About Tennessee Shakespeare Company:
Tennessee Shakespeare Company is a professional, not-for-profit theatre and education organization in Memphis dedicated to live, diverse performances of William Shakespeare’s plays, as well as works of social significance by classical, Southern, and modern writers/composers; and to providing innovative educational and training programming in-person and online.

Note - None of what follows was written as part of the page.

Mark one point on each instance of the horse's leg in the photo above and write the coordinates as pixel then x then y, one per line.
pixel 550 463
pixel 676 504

Founded in 2008 by Producing Artistic Director Dan McCleary, Tennessee Shakespeare Company is Memphis’ first and only professional, classical theatre. In 2017, TSC purchased its first performing arts facility, which is being renovated into the state’s only permanent home for professional, year-round Shakespeare performance, education, and training. The company is engaged in its Brave New World capital campaign with a goal of $9.2 million, of which nearly one-third has been raised.
TSC has engaged its community with 58 site-specific plays and events for over 52,000 patrons. Its ground-breaking Education Program has reached 120 schools across nine states, totaling over 275,000 student interactions. The Program has achieved a high regional and national profile, partners annually with most local school systems, and this year is a recipient of two National Endowment for the Arts/Arts Midwest’s Shakespeare in American Communities grants: one for The Romeo and Juliet Project in underserved local schools, and the other for expanded residencies with local incarcerated youth. TSC is one of just a handful of U.S. theatres to be awarded this grant for the third consecutive year.